If this carbon tax is as good as Senator Bob Brown says it is and if it is as good as Mr Combet says it is, let us go to an election. If so many people support it, as Senator Brown says they do, what fear does he have about going to an election? Let the people of Australia decide. Heavens: this is still a democracy, although we do not know how long it might continue that way if the Greens and the Labor Party continue to be in charge of the Treasury benches. Can anyone tell me why the Labor Party and the Greens do not take this to an election to let the people decide? I know why they will not—because they can read the polls. Any of them who bother talking to their constituency know what the people of Australia think—because people in their constituency offices, people at the markets, people wherever they go are telling Labor Party members of parliament—and I have heard it happen—that this is a toxic tax which will do nothing for climate change but will do everything about exporting Australian jobs and wealth overseas.

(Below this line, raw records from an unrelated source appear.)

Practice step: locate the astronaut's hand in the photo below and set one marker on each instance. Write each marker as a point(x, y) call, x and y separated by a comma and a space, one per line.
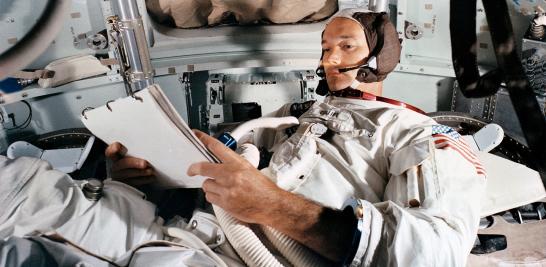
point(235, 185)
point(129, 170)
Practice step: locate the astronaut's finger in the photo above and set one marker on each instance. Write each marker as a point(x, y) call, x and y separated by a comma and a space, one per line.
point(115, 151)
point(212, 197)
point(211, 186)
point(213, 170)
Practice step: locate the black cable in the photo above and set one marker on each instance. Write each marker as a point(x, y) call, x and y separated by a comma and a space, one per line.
point(27, 121)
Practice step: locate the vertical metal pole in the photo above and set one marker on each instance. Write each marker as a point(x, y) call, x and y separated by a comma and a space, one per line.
point(138, 72)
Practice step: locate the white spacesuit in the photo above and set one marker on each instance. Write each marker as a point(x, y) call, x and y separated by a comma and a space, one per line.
point(420, 202)
point(419, 185)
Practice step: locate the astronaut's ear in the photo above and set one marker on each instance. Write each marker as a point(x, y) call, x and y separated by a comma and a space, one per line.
point(320, 72)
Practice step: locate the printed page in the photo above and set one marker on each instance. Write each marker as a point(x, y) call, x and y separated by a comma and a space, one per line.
point(148, 132)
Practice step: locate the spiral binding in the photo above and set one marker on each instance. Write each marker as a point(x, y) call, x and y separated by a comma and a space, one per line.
point(537, 31)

I want to talk about the impact of this carbon tax on tourism, an industry which is very important to my state of Queensland. The cost to the tourism industry is just astronomical. It will be cheaper to fly from Melbourne to Fiji than to fly from Melbourne to Cairns. Why? Because Australia will have a carbon tax on fuel used within Australia, but if you fly overseas there will not be a carbon tax. There are many examples, which time does not permit me to deal with.

I will continue repeating, until the people of Australia have a chance to give their approval or otherwise to this package, that this is bad policy which is based on a lie. Australians will never forgive Ms Gillard and the Labor Party for deliberately lying to the Australian public and then breaking that solemn promise the minute her future and her tenure at the Lodge came into question. This package of bills must be opposed.